The new and improved Palouse Ice Rink would feature soaring wood beams supporting vaulted ceilings and plenty of natural light — if a group of University of Idaho architecture students have their say.

As part of an annual competition focused on the creative and sustainable use of wood products in modern structure design, the UI architecture students were challenged with producing conceptual plans for a new Palouse Ice Rink.

While the plans produced in such competitions rarely come to fruition, Marketing and Communication Manager for the College of Art and Architecture Kate Keenan said the Idaho Forest Products Commission partners with the UI to host this event annually in an effort to give students an opportunity to hone their craft on real projects before graduation.

“That’s the goal of the competition,” Keenan said. “There’s no guarantee at all that their design concepts will actually be used by the architectural firm that won the contract for the expansion of ice rink. There is some possibility that their designs will inform or influence the final products, but this is this is purely conceptual.”

The winner of the competition, 23-year-old senior Samantha Jesser, produced designs of a tall, rectangular building supported by walls of wooden, x-shaped joists and framed by a wide, concrete pavilion, gradually descending into a nearby park.

“Wood is so cool because it can literally do anything,” Jesser said. “I wanted to showcase wood, but also — with the big steps and stuff — just to create places for concerts or hangouts for people that have kids to wait for their parents after school.”

While her designs were selected for their beauty, form and consideration of adjacent public spaces, Jesser said, they are likely a bit over budget. Fundraisers said they have raised about $2.6 million of their $5 million target for the new rink, and they are still actively seeking grant funds and partnerships to support the project.
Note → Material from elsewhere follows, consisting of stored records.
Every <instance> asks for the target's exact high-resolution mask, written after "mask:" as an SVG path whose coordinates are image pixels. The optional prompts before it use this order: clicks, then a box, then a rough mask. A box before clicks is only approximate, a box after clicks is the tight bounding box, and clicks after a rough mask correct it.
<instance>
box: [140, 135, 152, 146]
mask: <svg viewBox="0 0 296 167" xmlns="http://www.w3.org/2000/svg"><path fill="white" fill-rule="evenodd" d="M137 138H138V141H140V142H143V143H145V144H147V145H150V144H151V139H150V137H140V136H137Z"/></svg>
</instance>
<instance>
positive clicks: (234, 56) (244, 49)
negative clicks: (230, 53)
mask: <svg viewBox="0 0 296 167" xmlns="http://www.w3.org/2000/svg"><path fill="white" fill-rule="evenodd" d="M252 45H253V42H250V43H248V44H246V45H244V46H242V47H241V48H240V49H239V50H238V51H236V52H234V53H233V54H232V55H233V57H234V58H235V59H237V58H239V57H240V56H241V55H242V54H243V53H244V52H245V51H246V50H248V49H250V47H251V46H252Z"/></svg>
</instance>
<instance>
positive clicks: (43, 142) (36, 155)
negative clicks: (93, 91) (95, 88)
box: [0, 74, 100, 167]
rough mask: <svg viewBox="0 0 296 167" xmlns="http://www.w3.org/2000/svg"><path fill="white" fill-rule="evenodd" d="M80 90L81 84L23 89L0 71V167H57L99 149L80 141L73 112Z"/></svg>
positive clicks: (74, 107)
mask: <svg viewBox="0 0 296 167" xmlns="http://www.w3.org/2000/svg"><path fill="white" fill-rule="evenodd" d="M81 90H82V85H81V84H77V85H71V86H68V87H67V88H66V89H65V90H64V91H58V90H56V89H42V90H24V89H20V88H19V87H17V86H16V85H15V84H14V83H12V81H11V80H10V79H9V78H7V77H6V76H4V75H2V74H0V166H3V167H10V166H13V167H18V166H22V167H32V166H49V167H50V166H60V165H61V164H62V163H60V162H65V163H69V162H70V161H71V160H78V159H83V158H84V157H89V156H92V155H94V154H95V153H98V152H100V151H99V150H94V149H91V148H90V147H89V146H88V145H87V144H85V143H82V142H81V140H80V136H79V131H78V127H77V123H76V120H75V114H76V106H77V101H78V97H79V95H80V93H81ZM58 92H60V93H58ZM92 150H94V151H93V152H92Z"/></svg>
IFPC Director Betty Munis said with improvements to wood products rendering building materials sturdier but less flammable, it’s becoming harder to ignore the benefits of incorporating more wood into building designs. Not only is timber affordable and available, it is “hands down” the most environmentally friendly option, Munis said.

“It’s renewable, it’s sustainable, it helps our economy and if we’re harvesting and planting, and harvesting and planting, we’ll have healthy forests,” Munis said. “We won’t have as many fires, we won’t have as many problems and it’s our backyard — it’s the resource that we have to use.”